- Associated Press - Friday, June 2, 2017

AUGUSTA, Maine (AP) - Maine lawmakers on Friday considered two bills to either repeal or allow the new voting law that Mainers approved in November.

The state Supreme Judicial Court recently issued a nonbinding decision that the method is unconstitutional when it comes to elections for governor and state lawmakers. Lawmakers requested the opinion following voters’ approval of the nation’s first-ever ranked-choice voting system in November.

The law as it stands would allow residents to rank their ballot choices from first to last in a system that ensures a candidate wins majority support.

This week, supporters of ranked choice voting rallied at the State House and called lawmakers’ steps to repeal the law a slap in the face. In the November election, 52 percent of voters approved the idea.

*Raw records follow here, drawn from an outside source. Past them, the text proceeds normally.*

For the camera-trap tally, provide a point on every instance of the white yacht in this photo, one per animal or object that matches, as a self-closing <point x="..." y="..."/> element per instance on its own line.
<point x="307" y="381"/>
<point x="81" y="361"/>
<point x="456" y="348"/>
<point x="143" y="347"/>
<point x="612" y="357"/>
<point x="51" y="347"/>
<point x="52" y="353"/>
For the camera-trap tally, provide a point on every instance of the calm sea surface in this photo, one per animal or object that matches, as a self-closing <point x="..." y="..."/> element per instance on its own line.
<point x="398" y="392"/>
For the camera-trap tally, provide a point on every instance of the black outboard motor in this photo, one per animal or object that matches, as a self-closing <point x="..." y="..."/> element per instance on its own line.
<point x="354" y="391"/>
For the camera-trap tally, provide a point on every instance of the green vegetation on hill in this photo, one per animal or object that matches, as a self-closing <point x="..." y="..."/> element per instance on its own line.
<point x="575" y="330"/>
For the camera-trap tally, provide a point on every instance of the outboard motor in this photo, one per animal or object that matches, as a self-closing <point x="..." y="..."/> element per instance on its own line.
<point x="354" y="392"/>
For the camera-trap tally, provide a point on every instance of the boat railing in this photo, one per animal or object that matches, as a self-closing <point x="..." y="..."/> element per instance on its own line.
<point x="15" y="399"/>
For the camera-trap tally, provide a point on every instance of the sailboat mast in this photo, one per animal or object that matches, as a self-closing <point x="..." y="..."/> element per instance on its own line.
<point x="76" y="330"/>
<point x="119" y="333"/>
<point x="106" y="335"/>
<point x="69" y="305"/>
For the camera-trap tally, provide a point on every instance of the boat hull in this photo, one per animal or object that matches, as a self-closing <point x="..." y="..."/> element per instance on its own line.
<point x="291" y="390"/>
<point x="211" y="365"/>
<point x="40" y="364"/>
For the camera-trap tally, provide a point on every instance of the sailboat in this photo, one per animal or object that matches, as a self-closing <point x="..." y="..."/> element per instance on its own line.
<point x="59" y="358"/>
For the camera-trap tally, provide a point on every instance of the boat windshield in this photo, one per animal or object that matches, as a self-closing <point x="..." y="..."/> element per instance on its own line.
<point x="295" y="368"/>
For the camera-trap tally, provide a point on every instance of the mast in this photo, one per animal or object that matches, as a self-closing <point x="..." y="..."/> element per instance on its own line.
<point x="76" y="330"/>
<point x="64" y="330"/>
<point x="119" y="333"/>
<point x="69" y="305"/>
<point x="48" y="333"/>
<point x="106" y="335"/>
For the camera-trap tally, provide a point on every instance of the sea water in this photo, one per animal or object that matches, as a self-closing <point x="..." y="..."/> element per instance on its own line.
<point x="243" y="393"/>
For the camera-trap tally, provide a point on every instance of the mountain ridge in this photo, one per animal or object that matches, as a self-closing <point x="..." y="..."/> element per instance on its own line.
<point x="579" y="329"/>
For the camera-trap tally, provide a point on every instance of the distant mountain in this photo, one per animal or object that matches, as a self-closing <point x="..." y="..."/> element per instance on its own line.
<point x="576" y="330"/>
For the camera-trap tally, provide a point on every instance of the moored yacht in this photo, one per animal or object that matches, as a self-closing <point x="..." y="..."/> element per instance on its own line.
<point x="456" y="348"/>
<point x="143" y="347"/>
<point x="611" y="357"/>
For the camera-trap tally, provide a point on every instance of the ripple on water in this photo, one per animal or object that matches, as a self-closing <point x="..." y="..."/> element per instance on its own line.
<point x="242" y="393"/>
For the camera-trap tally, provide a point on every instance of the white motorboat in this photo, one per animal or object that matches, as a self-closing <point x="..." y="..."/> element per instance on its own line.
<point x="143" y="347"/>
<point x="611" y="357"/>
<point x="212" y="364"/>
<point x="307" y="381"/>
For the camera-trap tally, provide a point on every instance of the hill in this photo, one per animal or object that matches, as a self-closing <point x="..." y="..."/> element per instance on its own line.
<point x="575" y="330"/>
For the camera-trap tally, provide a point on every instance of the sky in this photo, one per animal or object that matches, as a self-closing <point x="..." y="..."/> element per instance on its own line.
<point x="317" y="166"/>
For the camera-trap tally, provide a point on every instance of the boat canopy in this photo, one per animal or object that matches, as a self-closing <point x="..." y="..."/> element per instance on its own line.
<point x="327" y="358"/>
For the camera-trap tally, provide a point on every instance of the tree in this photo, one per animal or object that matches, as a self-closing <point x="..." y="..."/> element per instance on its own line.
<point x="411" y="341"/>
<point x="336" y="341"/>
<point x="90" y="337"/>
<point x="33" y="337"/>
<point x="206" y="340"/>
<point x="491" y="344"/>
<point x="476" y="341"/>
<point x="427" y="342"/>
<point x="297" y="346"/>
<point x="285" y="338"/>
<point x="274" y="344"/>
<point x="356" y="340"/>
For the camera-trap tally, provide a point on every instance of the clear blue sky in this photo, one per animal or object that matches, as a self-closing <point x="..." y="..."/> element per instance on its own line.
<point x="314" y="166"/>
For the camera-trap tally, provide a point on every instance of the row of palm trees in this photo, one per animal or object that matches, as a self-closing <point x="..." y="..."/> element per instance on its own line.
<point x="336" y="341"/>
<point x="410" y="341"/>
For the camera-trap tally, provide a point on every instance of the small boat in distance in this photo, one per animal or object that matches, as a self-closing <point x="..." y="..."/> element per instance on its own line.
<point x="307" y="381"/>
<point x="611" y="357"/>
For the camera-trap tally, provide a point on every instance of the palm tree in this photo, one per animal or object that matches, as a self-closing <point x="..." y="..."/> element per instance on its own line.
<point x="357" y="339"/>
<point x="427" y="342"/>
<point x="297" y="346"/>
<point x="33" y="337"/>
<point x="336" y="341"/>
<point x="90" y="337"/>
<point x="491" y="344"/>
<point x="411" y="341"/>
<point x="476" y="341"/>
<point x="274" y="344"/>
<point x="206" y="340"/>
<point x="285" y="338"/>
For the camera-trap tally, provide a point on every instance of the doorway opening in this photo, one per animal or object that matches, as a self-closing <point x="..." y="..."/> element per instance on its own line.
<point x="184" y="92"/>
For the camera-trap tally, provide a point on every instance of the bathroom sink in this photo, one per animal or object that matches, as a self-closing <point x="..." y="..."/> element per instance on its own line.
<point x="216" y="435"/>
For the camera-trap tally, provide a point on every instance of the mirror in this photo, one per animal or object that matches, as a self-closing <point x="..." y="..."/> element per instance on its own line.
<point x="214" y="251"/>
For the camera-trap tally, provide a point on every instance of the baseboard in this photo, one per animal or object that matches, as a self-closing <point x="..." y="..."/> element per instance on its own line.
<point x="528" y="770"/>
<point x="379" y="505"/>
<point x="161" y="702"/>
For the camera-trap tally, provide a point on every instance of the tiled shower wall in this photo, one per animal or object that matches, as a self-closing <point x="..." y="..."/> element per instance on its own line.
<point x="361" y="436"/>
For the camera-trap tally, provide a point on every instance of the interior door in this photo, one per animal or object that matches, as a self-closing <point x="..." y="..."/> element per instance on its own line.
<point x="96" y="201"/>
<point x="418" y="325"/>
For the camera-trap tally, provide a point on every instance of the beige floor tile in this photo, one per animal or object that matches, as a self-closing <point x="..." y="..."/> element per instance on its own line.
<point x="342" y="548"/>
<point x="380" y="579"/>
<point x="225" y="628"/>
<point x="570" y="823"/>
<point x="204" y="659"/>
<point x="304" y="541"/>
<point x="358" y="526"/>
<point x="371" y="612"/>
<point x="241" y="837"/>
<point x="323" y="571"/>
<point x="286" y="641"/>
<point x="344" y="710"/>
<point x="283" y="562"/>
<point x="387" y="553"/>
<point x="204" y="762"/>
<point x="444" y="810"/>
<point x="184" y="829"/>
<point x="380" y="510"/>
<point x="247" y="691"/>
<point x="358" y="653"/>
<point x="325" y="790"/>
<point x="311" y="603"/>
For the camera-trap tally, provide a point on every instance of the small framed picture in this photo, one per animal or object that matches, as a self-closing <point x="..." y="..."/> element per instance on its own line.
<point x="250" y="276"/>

Democratic Sen. Cathy Breen introduced a bill Friday to allow ranked-choice voting by beginning the process of amending Maine’s Constitution, which determines election winners by plurality.

Republican Rep. Heather Sirocki’s bill would repeal the law, which she said was deceptively marketed to voters.

Republican House Leader Ken Fredette’s office has said he won’t support a constitutional amendment, which would require the heavy lift of a two-thirds vote in both the House and Senate to be placed on the statewide ballot.

Meanwhile, Democrats said that ranked-choice voting can still proceed in federal elections. Democratic Rep. Rachel Talbot Ross said that Portland voters have used the method to vote for mayor since 2011.

But Republican Senate President Michael Thibodeau has said having two different voting methods would be confusing, and that leaving the law as it stands would open the state up to legal challenge.

The legislative session is set to adjourn June 21.